By Alois Vinga
HWANGE Colliery Company Limited (HCCL) has recorded a profit of $3.5 million amid significant improvement in revenue generation after a prolonged period in a loss position triggered by poor management.
HCCL acting managing director, Charles Zinyemba, Thursday said the move to place the coal mining giant under administration is bearing results.
“Financial performance for the period ending June 30 2019, improved in comparison to the same period in the 2018 financial year.

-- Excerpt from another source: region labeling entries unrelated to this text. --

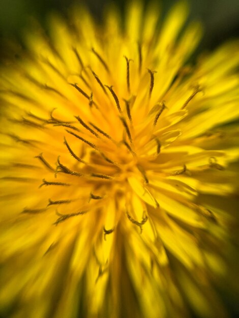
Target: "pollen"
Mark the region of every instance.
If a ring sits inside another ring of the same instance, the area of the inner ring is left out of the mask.
[[[127,12],[53,15],[1,67],[0,315],[227,316],[238,43],[192,62],[184,2]]]

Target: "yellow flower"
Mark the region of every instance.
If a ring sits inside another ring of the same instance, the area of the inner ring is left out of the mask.
[[[190,65],[187,14],[76,8],[2,67],[0,314],[226,316],[239,46]]]

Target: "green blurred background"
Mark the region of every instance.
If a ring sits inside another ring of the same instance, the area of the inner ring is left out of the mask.
[[[145,0],[146,1],[146,0]],[[163,11],[175,0],[155,0],[162,3]],[[64,13],[73,2],[84,2],[96,16],[99,17],[106,0],[0,0],[0,37],[11,37],[26,27],[30,17],[45,23],[47,13],[57,10]],[[191,4],[190,18],[201,20],[205,34],[201,45],[211,49],[221,42],[239,34],[238,0],[189,0]],[[115,0],[122,8],[126,0]]]

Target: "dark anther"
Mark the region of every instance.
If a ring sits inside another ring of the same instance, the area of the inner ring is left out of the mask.
[[[159,103],[159,106],[160,106],[161,108],[159,110],[159,112],[157,113],[156,116],[155,116],[155,120],[154,120],[154,126],[156,126],[157,123],[158,122],[158,119],[159,118],[159,116],[163,112],[164,109],[166,108],[166,106],[164,104],[164,102],[161,102],[161,103]]]
[[[118,101],[118,99],[117,97],[117,95],[115,94],[113,88],[112,88],[113,86],[109,86],[107,85],[105,85],[105,86],[107,87],[108,89],[110,91],[110,92],[111,93],[112,96],[113,96],[113,98],[115,102],[117,108],[118,109],[118,110],[120,112],[120,113],[122,114],[122,111],[121,110],[121,105],[120,105],[120,102]]]
[[[120,117],[120,118],[121,121],[122,122],[122,123],[124,126],[125,128],[125,130],[126,131],[127,136],[129,138],[129,141],[130,141],[131,143],[132,143],[132,139],[131,134],[130,134],[130,129],[129,128],[129,126],[128,125],[127,123],[126,122],[126,120],[125,120],[125,118],[124,118],[123,117]]]
[[[148,93],[148,96],[150,98],[151,97],[151,94],[152,93],[153,89],[154,88],[154,85],[155,83],[155,77],[154,74],[157,73],[156,71],[151,71],[148,69],[148,72],[150,74],[150,91]]]
[[[104,227],[103,230],[104,230],[104,239],[105,241],[106,241],[106,235],[108,235],[108,234],[111,234],[111,233],[112,233],[114,231],[114,228],[113,228],[112,229],[110,229],[110,230],[106,230],[105,227]]]
[[[35,157],[35,158],[38,158],[39,160],[49,170],[51,171],[54,171],[54,169],[48,164],[48,163],[46,161],[45,159],[44,158],[43,156],[42,155],[42,152],[40,153],[39,155],[37,155]]]

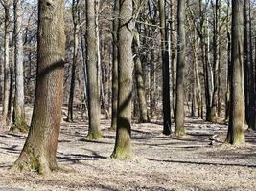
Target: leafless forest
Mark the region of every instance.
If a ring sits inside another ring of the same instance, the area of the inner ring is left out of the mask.
[[[254,0],[0,3],[0,190],[256,189]]]

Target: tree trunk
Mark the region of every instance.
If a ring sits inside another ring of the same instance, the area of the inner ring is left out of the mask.
[[[118,24],[119,24],[119,0],[115,0],[113,20],[113,54],[112,54],[112,117],[111,130],[117,126],[117,99],[118,99]]]
[[[178,1],[177,7],[177,74],[176,74],[176,104],[175,129],[176,136],[185,134],[184,128],[184,65],[185,65],[185,0]]]
[[[131,97],[132,97],[132,31],[134,29],[131,0],[120,0],[118,32],[118,116],[115,148],[111,158],[124,159],[131,155]]]
[[[73,106],[74,106],[74,94],[76,87],[76,69],[78,60],[78,47],[79,47],[79,26],[78,26],[78,5],[79,0],[72,1],[72,19],[73,19],[73,63],[71,69],[71,82],[69,91],[69,102],[68,102],[68,115],[67,121],[73,122]]]
[[[9,95],[10,95],[10,63],[9,63],[9,28],[10,28],[10,5],[9,1],[6,2],[5,7],[5,36],[4,36],[4,100],[3,100],[3,122],[5,125],[8,121],[8,107],[9,107]],[[6,128],[6,127],[5,127]]]
[[[140,108],[139,109],[140,110],[139,122],[146,123],[146,122],[149,122],[149,118],[148,118],[148,109],[147,109],[147,100],[146,100],[146,93],[145,93],[144,74],[143,74],[142,64],[140,60],[141,55],[140,55],[139,33],[137,33],[134,38],[133,47],[134,47],[134,53],[136,53],[136,56],[134,58],[134,63],[135,63],[135,78],[136,78],[136,85],[137,85],[137,95],[138,95],[138,101],[139,101],[139,108]]]
[[[226,142],[244,144],[244,2],[232,0],[232,51],[231,51],[231,102]]]
[[[86,55],[88,73],[88,109],[89,109],[89,132],[88,138],[102,138],[100,130],[101,106],[98,82],[97,61],[97,35],[96,35],[96,10],[95,0],[86,0]]]
[[[23,74],[23,32],[21,0],[15,0],[14,7],[14,42],[15,42],[15,98],[13,107],[13,125],[12,131],[28,132],[24,108],[24,74]]]
[[[166,33],[166,12],[165,0],[159,0],[159,14],[161,26],[161,48],[162,48],[162,77],[163,77],[163,113],[164,127],[163,134],[171,134],[171,108],[170,108],[170,74],[169,74],[169,55],[168,39]]]
[[[65,57],[64,1],[39,0],[35,100],[29,136],[12,168],[45,174],[58,169]]]

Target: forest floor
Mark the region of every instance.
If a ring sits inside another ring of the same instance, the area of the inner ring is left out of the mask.
[[[221,146],[227,127],[186,118],[185,138],[166,137],[159,124],[132,124],[134,156],[110,159],[115,132],[102,120],[105,138],[86,139],[87,123],[61,125],[58,161],[70,172],[40,176],[12,173],[26,136],[0,134],[0,190],[256,190],[256,133],[246,132],[246,145]],[[213,135],[220,142],[210,145]]]

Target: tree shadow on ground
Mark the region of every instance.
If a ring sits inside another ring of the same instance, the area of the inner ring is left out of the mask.
[[[147,159],[150,161],[180,163],[180,164],[237,166],[237,167],[256,168],[255,164],[221,163],[221,162],[208,162],[208,161],[186,161],[186,160],[175,160],[175,159],[150,159],[150,158],[147,158]]]

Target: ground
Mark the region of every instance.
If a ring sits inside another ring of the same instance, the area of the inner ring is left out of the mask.
[[[40,176],[9,171],[26,136],[0,134],[0,190],[256,190],[256,133],[243,147],[221,146],[224,123],[186,118],[185,138],[166,137],[160,124],[132,124],[133,157],[110,159],[115,133],[102,120],[105,138],[86,139],[86,122],[61,125],[58,164],[69,172]],[[217,135],[221,142],[209,139]],[[213,145],[210,145],[213,143]]]

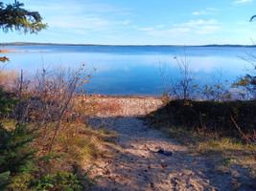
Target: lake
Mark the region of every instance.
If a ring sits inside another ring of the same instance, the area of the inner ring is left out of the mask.
[[[233,81],[245,74],[248,63],[241,57],[256,53],[252,47],[171,47],[171,46],[9,46],[22,53],[6,53],[8,70],[35,74],[37,68],[70,67],[85,63],[93,78],[89,94],[105,96],[160,96],[165,79],[178,78],[177,61],[189,63],[196,83],[212,83],[214,77]],[[26,53],[24,53],[24,51]]]

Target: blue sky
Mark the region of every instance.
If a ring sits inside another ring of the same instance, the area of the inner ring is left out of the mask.
[[[13,1],[5,1],[12,3]],[[256,42],[256,0],[20,0],[49,28],[0,42],[205,45]]]

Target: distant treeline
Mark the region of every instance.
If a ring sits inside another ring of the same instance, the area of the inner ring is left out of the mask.
[[[103,44],[60,44],[60,43],[27,43],[27,42],[12,42],[0,43],[1,46],[109,46],[109,47],[246,47],[255,48],[256,45],[103,45]]]

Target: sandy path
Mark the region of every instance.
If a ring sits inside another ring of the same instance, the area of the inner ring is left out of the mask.
[[[209,159],[189,155],[186,147],[130,117],[128,110],[128,116],[96,117],[111,124],[119,141],[111,147],[115,156],[91,171],[101,176],[91,190],[232,190],[231,176],[214,171]],[[160,148],[173,156],[157,153]]]

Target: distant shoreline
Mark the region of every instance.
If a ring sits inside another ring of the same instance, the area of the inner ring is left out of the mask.
[[[60,43],[0,43],[0,46],[101,46],[101,47],[246,47],[256,48],[256,45],[103,45],[103,44],[60,44]],[[0,48],[1,49],[1,48]]]

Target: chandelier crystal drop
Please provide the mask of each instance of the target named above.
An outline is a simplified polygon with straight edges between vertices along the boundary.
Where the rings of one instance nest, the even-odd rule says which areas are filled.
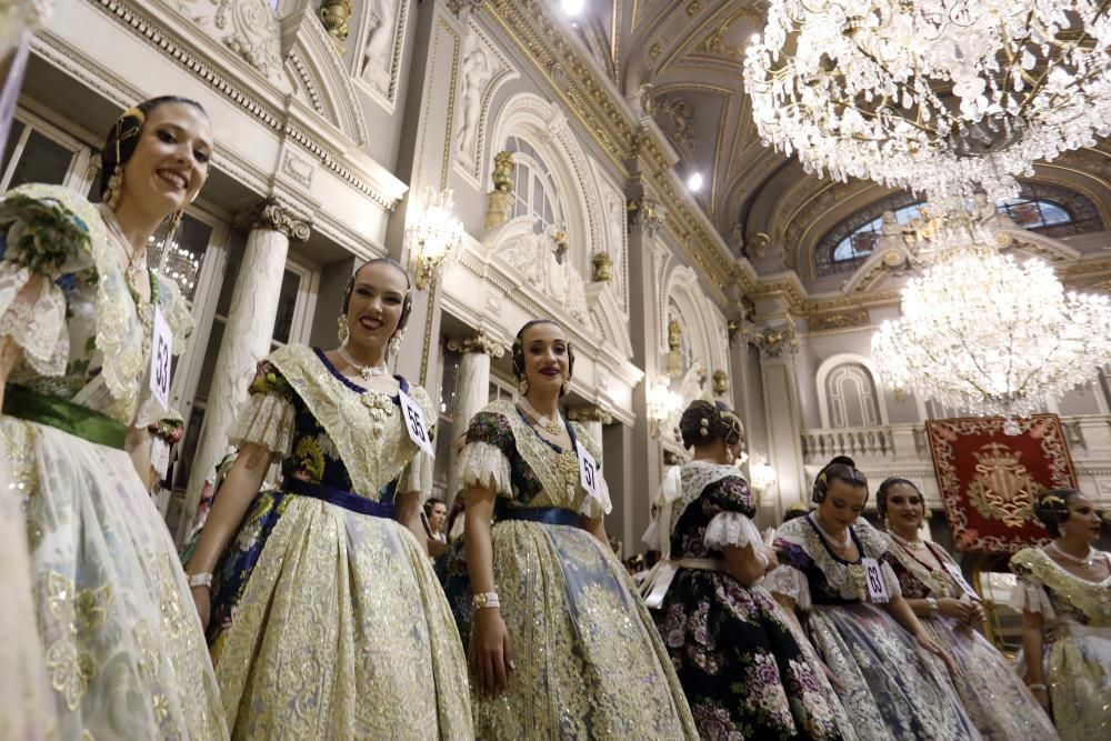
[[[1111,0],[771,0],[744,60],[765,144],[808,171],[1018,196],[1111,133]]]
[[[872,338],[884,382],[957,412],[1008,418],[1088,383],[1111,363],[1104,294],[1065,292],[1052,269],[1001,254],[989,232],[950,231]]]

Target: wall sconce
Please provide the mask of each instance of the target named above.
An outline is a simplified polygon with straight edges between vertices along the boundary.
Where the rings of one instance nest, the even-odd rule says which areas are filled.
[[[648,418],[652,423],[653,438],[660,437],[660,430],[682,405],[683,398],[665,383],[648,387]]]
[[[409,249],[417,252],[417,289],[436,280],[443,262],[463,241],[463,224],[452,214],[451,189],[437,191],[424,186],[421,209],[406,229]]]

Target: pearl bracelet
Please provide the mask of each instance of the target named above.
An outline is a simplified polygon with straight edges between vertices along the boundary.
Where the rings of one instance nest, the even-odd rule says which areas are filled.
[[[192,589],[194,587],[208,587],[209,589],[211,589],[212,573],[207,571],[204,573],[189,574],[189,589]]]

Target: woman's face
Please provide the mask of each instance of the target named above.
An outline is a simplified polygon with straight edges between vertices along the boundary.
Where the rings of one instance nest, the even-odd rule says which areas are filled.
[[[1061,523],[1061,534],[1092,543],[1100,537],[1100,515],[1083,494],[1069,497],[1069,519]]]
[[[524,352],[524,377],[529,390],[559,393],[564,379],[571,377],[567,332],[559,324],[533,324],[521,338]]]
[[[918,530],[925,519],[925,502],[914,487],[897,483],[888,489],[888,521],[892,528]]]
[[[818,505],[822,522],[833,529],[833,534],[841,533],[857,521],[864,511],[868,501],[868,489],[834,479],[825,492],[825,499]]]
[[[123,166],[120,203],[166,218],[197,198],[212,158],[212,126],[196,106],[162,103],[147,113]]]
[[[351,343],[382,347],[390,341],[401,321],[401,308],[409,291],[408,277],[394,264],[373,262],[354,277],[348,302],[348,331]]]

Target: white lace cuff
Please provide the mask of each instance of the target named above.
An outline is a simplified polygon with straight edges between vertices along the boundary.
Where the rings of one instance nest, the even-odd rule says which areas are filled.
[[[20,300],[19,292],[37,278],[39,296]],[[66,296],[30,268],[0,260],[0,338],[11,338],[23,359],[40,375],[62,375],[69,360]]]
[[[293,404],[272,393],[254,393],[228,431],[232,445],[254,443],[282,458],[293,449]]]
[[[763,547],[763,537],[752,524],[752,520],[740,512],[718,512],[710,520],[702,542],[712,551],[720,551],[725,545],[751,545],[760,549]]]
[[[797,608],[805,612],[810,609],[810,584],[801,571],[794,567],[778,565],[764,577],[763,588],[772,594],[782,594],[794,600]]]
[[[513,494],[509,459],[489,442],[469,442],[459,457],[459,477],[464,487],[493,489],[496,494]]]
[[[1019,579],[1011,591],[1011,607],[1018,612],[1040,612],[1044,620],[1057,620],[1053,603],[1041,584]]]

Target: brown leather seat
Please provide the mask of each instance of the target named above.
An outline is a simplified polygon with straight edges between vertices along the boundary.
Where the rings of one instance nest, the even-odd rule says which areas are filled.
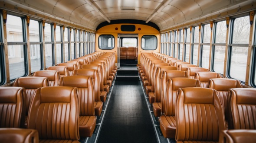
[[[177,143],[218,143],[226,129],[217,92],[200,87],[180,89],[176,102]]]
[[[93,83],[92,77],[83,76],[64,77],[59,81],[60,86],[78,88],[79,99],[81,103],[79,131],[81,137],[91,137],[96,125],[95,94]]]
[[[16,79],[13,86],[23,87],[26,89],[26,116],[25,126],[27,127],[27,115],[31,108],[32,99],[35,95],[36,89],[48,86],[48,79],[46,77],[27,76]]]
[[[79,143],[79,105],[76,88],[39,88],[29,113],[28,128],[39,131],[41,143]]]
[[[94,110],[95,114],[100,116],[102,111],[103,103],[101,101],[100,99],[100,83],[98,70],[89,69],[78,69],[74,70],[73,73],[73,76],[87,76],[91,77],[92,78],[92,83],[94,87]],[[72,76],[72,77],[75,78],[74,76]]]
[[[230,90],[230,120],[229,127],[256,129],[256,89],[236,88]]]
[[[0,128],[24,127],[25,90],[22,87],[0,87]]]
[[[174,67],[176,67],[177,68],[178,68],[179,67],[179,65],[180,65],[181,64],[190,64],[190,63],[189,63],[189,62],[183,62],[183,61],[177,61],[177,62],[175,62],[174,63],[173,66]]]
[[[86,60],[84,59],[75,59],[73,60],[78,61],[79,62],[79,63],[80,64],[80,65],[86,64],[86,63],[88,62],[88,61],[87,61]]]
[[[210,79],[221,78],[220,73],[211,72],[201,72],[195,73],[195,79],[199,79],[201,86],[203,88],[208,87],[208,83]]]
[[[167,70],[163,73],[163,76],[161,78],[161,102],[153,103],[153,111],[156,117],[160,117],[161,114],[164,114],[166,99],[166,88],[168,80],[170,78],[183,77],[188,78],[187,73],[180,70]],[[164,110],[163,110],[163,109]]]
[[[219,143],[256,143],[256,130],[224,130],[220,133]]]
[[[177,67],[173,66],[158,67],[155,79],[154,93],[152,94],[150,92],[148,94],[149,100],[153,100],[153,98],[154,99],[153,102],[154,103],[152,103],[152,107],[155,111],[154,112],[156,113],[156,111],[158,111],[158,112],[160,112],[159,113],[160,114],[161,114],[161,107],[162,107],[161,95],[161,77],[163,76],[164,71],[167,70],[177,70]]]
[[[197,66],[192,64],[179,64],[178,66],[178,70],[187,71],[187,68],[190,67],[197,67]]]
[[[69,70],[66,66],[53,66],[47,68],[47,70],[56,70],[59,71],[59,78],[69,76]]]
[[[155,84],[156,83],[156,74],[157,70],[158,67],[169,67],[171,64],[166,63],[154,63],[153,64],[154,67],[153,68],[153,71],[151,74],[152,79],[151,79],[151,86],[146,86],[146,92],[148,91],[148,100],[149,103],[152,104],[154,102],[154,89],[155,89]],[[158,77],[159,78],[159,76]]]
[[[65,66],[68,68],[69,70],[69,75],[72,76],[73,75],[73,71],[77,69],[77,65],[75,64],[72,63],[59,63],[58,66]]]
[[[209,72],[209,69],[203,67],[191,67],[187,68],[187,72],[188,73],[189,78],[191,79],[195,78],[196,73],[200,72]]]
[[[107,77],[106,76],[106,72],[105,72],[105,66],[104,62],[94,61],[92,62],[89,62],[88,64],[97,64],[101,66],[102,67],[102,78],[103,79],[103,90],[107,92],[107,94],[108,94],[109,92],[109,86],[107,85]]]
[[[200,87],[198,79],[188,78],[172,78],[168,80],[166,88],[165,108],[162,109],[163,115],[159,117],[160,129],[165,138],[174,138],[176,130],[175,102],[178,90],[181,88]]]
[[[228,109],[228,100],[229,99],[229,90],[235,88],[242,88],[243,86],[238,80],[230,79],[213,79],[209,80],[209,88],[214,89],[219,93],[218,94],[220,103],[224,109],[225,118],[226,121],[227,129],[228,127],[228,118],[230,112]]]
[[[39,70],[34,73],[33,76],[44,77],[48,78],[49,86],[57,86],[59,80],[59,71],[54,70]]]
[[[127,48],[126,47],[120,48],[120,59],[127,59]]]
[[[38,132],[36,130],[19,128],[0,128],[2,143],[38,143]]]
[[[107,92],[106,91],[104,91],[104,86],[103,85],[104,79],[103,78],[103,74],[102,73],[102,67],[100,65],[94,64],[92,64],[92,64],[92,63],[96,64],[95,62],[89,62],[89,64],[81,65],[81,69],[94,69],[98,71],[100,84],[99,86],[100,90],[100,95],[101,101],[103,102],[105,102],[106,101],[106,99],[107,98]],[[108,87],[109,86],[108,86]]]

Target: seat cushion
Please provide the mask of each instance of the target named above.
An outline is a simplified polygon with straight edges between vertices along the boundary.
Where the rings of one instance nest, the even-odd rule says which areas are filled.
[[[175,116],[161,116],[159,117],[160,129],[166,138],[175,138],[176,118]]]
[[[107,92],[107,94],[108,94],[108,92],[109,92],[109,86],[104,85],[104,86],[103,86],[103,90]]]
[[[96,126],[95,116],[79,116],[79,133],[80,137],[91,137]]]
[[[103,91],[100,92],[100,101],[104,103],[106,101],[107,98],[107,92]]]
[[[107,85],[109,86],[109,87],[111,87],[112,86],[112,80],[107,80]]]
[[[39,143],[80,143],[78,140],[42,140]]]
[[[149,100],[150,104],[152,104],[154,102],[154,92],[148,93],[148,100]]]
[[[94,111],[95,115],[96,116],[100,116],[103,107],[103,103],[102,102],[94,102]]]
[[[146,86],[145,89],[146,89],[146,94],[148,95],[148,93],[152,91],[152,86]]]
[[[152,104],[152,106],[153,106],[154,115],[155,117],[160,117],[162,108],[162,102],[154,102]]]

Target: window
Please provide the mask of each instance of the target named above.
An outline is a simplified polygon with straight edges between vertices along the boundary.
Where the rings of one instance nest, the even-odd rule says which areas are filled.
[[[229,75],[230,77],[245,81],[250,23],[249,16],[233,19],[229,48]]]
[[[169,33],[169,35],[170,35],[169,37],[169,55],[171,57],[173,56],[173,48],[172,48],[172,45],[173,42],[173,32],[170,31]]]
[[[183,53],[183,31],[180,30],[179,31],[180,37],[179,37],[179,59],[183,60],[182,58]]]
[[[70,44],[71,44],[71,46],[70,47],[71,48],[70,48],[70,50],[71,50],[71,58],[70,60],[72,60],[75,59],[75,29],[71,29],[70,35],[71,35],[71,42],[70,42]]]
[[[76,35],[75,36],[76,40],[76,58],[80,57],[80,55],[81,55],[80,52],[80,45],[81,43],[81,34],[80,33],[80,31],[79,30],[76,30]]]
[[[184,44],[184,51],[185,53],[185,61],[189,62],[189,52],[190,51],[190,29],[185,29],[185,43]]]
[[[121,47],[137,47],[137,38],[123,38],[122,39]]]
[[[7,15],[6,24],[10,80],[26,76],[27,65],[25,19]],[[9,54],[10,53],[10,54]]]
[[[209,68],[210,59],[210,44],[211,29],[210,24],[203,25],[202,29],[203,36],[201,44],[201,67]]]
[[[29,27],[31,73],[43,70],[42,23],[30,20]],[[52,51],[51,53],[52,56]]]
[[[59,25],[56,25],[55,33],[56,34],[56,63],[58,64],[62,62],[62,27]]]
[[[174,31],[174,42],[173,44],[173,49],[174,52],[174,57],[177,58],[177,50],[178,49],[178,32],[177,31]]]
[[[69,48],[69,41],[70,41],[70,38],[69,38],[69,29],[67,27],[65,27],[64,29],[64,47],[65,47],[65,61],[69,60],[70,59],[70,49]]]
[[[44,26],[44,41],[45,47],[46,66],[49,67],[54,65],[53,60],[54,44],[53,26],[45,23]],[[57,38],[57,36],[56,37]]]
[[[199,42],[199,29],[198,26],[193,28],[192,43],[192,63],[197,65],[198,58],[198,44]]]
[[[141,48],[144,50],[157,49],[158,40],[155,35],[143,35],[141,37]]]
[[[98,48],[102,50],[113,49],[115,47],[115,38],[111,35],[102,35],[98,37]]]
[[[226,21],[215,23],[213,44],[213,70],[223,74],[226,49]]]

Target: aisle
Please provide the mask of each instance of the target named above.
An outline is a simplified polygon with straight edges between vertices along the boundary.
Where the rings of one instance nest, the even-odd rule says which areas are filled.
[[[140,81],[116,80],[98,143],[157,143]]]

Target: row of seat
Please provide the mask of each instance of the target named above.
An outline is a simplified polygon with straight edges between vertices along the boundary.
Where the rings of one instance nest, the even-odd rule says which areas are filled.
[[[85,59],[82,58],[84,58]],[[112,85],[112,80],[108,79],[110,81],[108,82],[105,81],[104,83],[104,80],[106,80],[106,76],[108,76],[109,78],[110,77],[110,79],[113,80],[114,76],[115,76],[115,59],[114,53],[99,52],[87,55],[79,59],[83,60],[79,60],[78,62],[74,60],[66,63],[61,63],[57,66],[48,67],[47,70],[36,71],[34,73],[33,76],[18,78],[15,80],[13,86],[19,87],[5,87],[0,88],[0,101],[1,101],[0,102],[0,105],[3,107],[1,108],[2,110],[0,111],[3,114],[0,114],[2,116],[1,118],[3,119],[1,122],[0,127],[26,127],[29,129],[39,129],[39,130],[46,130],[47,132],[50,133],[57,131],[59,132],[57,134],[63,135],[66,134],[65,132],[69,131],[65,131],[62,128],[66,128],[65,127],[67,126],[75,126],[69,124],[69,119],[72,121],[77,120],[79,127],[77,129],[79,130],[77,133],[79,133],[80,137],[91,137],[96,125],[95,116],[100,115],[103,103],[106,100],[107,92],[108,92],[109,86]],[[73,62],[74,61],[75,62]],[[79,62],[79,65],[78,62]],[[71,68],[76,67],[77,66],[79,66],[80,68]],[[69,72],[72,72],[72,74],[67,74]],[[104,83],[106,85],[104,85]],[[47,88],[49,87],[48,86],[53,86],[51,87],[53,88]],[[68,93],[69,91],[66,89],[67,87],[75,88],[72,90],[75,90],[75,96],[76,96],[79,103],[77,104],[78,108],[75,110],[78,112],[79,116],[75,120],[69,118],[71,112],[69,112],[67,110],[67,108],[71,108],[70,105],[66,103],[66,101],[65,99],[68,98],[66,98],[66,93]],[[44,90],[46,92],[45,93],[46,96],[46,99],[44,99],[47,100],[45,102],[46,103],[53,102],[56,98],[59,96],[60,97],[59,100],[61,101],[56,102],[58,103],[57,104],[44,104],[42,106],[43,107],[38,109],[38,112],[35,111],[33,113],[31,113],[32,108],[36,108],[33,106],[33,103],[35,100],[36,93],[39,90],[45,88],[46,89]],[[56,92],[54,92],[55,90],[56,91]],[[62,96],[64,96],[62,97],[63,100],[60,97]],[[66,111],[64,112],[65,111]],[[50,113],[49,112],[53,112]],[[42,114],[37,113],[45,112],[45,114],[42,113]],[[45,123],[43,125],[47,125],[39,127],[41,124],[36,123],[32,126],[30,126],[30,119],[31,118],[30,117],[33,116],[40,116],[39,119],[41,120],[38,120],[38,123]],[[36,118],[38,117],[36,117]],[[35,119],[35,117],[33,117],[33,119]],[[46,120],[44,120],[45,119]],[[56,119],[56,121],[49,121],[50,119]],[[33,123],[34,124],[34,123],[35,122]],[[59,129],[54,129],[51,127],[53,125],[53,124],[56,125],[54,127]],[[73,128],[75,128],[75,127]],[[41,127],[42,128],[40,128]],[[57,130],[60,128],[62,128],[61,130],[64,132]],[[51,129],[53,130],[51,130]],[[39,133],[40,140],[49,137],[48,135],[46,135],[47,133],[42,133],[43,135],[42,136],[40,135],[40,132]],[[43,134],[45,133],[46,134]],[[62,137],[62,137],[62,135],[57,137],[56,133],[54,133],[55,137],[53,138],[63,139]],[[66,139],[65,138],[64,139]]]
[[[174,138],[175,135],[177,137],[176,99],[179,89],[185,87],[213,89],[224,109],[226,122],[223,127],[228,128],[227,117],[230,114],[227,107],[230,102],[228,92],[230,89],[242,87],[239,81],[221,79],[218,73],[159,53],[142,53],[141,57],[138,72],[149,102],[152,104],[154,115],[159,117],[165,137]],[[231,121],[228,123],[232,124]],[[229,128],[233,128],[230,125]]]
[[[138,48],[137,47],[120,47],[120,59],[137,60],[137,59]]]

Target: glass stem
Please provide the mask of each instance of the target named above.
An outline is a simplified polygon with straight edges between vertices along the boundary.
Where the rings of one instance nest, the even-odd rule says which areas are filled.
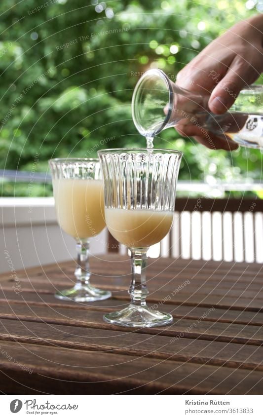
[[[129,294],[131,303],[136,305],[146,305],[145,300],[148,294],[146,286],[146,270],[147,265],[146,252],[130,249],[132,280]]]
[[[89,242],[77,242],[76,249],[77,259],[75,276],[77,287],[88,285],[91,274],[89,270]]]

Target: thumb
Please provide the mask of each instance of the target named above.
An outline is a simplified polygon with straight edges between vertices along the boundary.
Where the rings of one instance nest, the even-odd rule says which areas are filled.
[[[208,102],[214,114],[224,114],[233,104],[244,86],[253,81],[257,72],[241,57],[236,57],[228,71],[215,87]]]

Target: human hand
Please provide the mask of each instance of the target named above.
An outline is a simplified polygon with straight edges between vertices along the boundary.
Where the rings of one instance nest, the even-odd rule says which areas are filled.
[[[215,39],[178,74],[176,83],[192,92],[210,95],[210,110],[225,112],[240,90],[263,71],[263,14],[242,21]],[[180,125],[182,135],[194,136],[209,148],[235,150],[226,135],[215,136],[193,125]],[[207,141],[207,136],[212,139]]]

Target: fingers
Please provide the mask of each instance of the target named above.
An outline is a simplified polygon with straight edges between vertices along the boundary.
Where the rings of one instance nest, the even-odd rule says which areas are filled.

The company posted a profit of $3.5 million against a loss of $23 million recorded in 2018,” said Zinyemba.
During the period under review, the company’s revenue increased by 128% from $30.5 million for the year’s first half to $70 million.
The coal mining giant resumed open cast mining in March 2019 causing a 52% production decline.
In the same period, sales tonnage declined by 16 % while sales mix improved in the latter part of the year by 4.2%.
HCCL said the cost of sales increased by 16% to $36 million from $31 million for the prior year’s comparative period resulting in the company posting a gross profit of $34 million compared to a gross loss of $144,000 in the prior year.
Turning to the scheme of arrangement entered into with creditors in May 2017 in a bid to restructure short term debt into long term debt, Zinyemba said the scheme failed to meet a number of its objectives due to lack of capacity to fund the collection account to settle interest due to creditors.
As a result, the scheme’s obligations will now be undertaken by the administrator.
HCCL recent results signify an improvement from the 79% loss increases amounting to $78 million recorded during the period ended December 31, 2018.
HCCL is saddled with a US$160 million legacy debt, which includes what is owed to; employees in unpaid salaries (US$50 million), the Mining Pension Fund (US$25 million) and the Zimbabwe Revenue Authority (Zimra) (US$69, 1 million) among other liabilities.
The company is currently under reconstruction, in terms of Section 4 of the Reconstruction of State Indebted Insolvent Companies Act, a measure which allows State related companies affairs to be taken over by government in order to avoid closure due to mismanagement.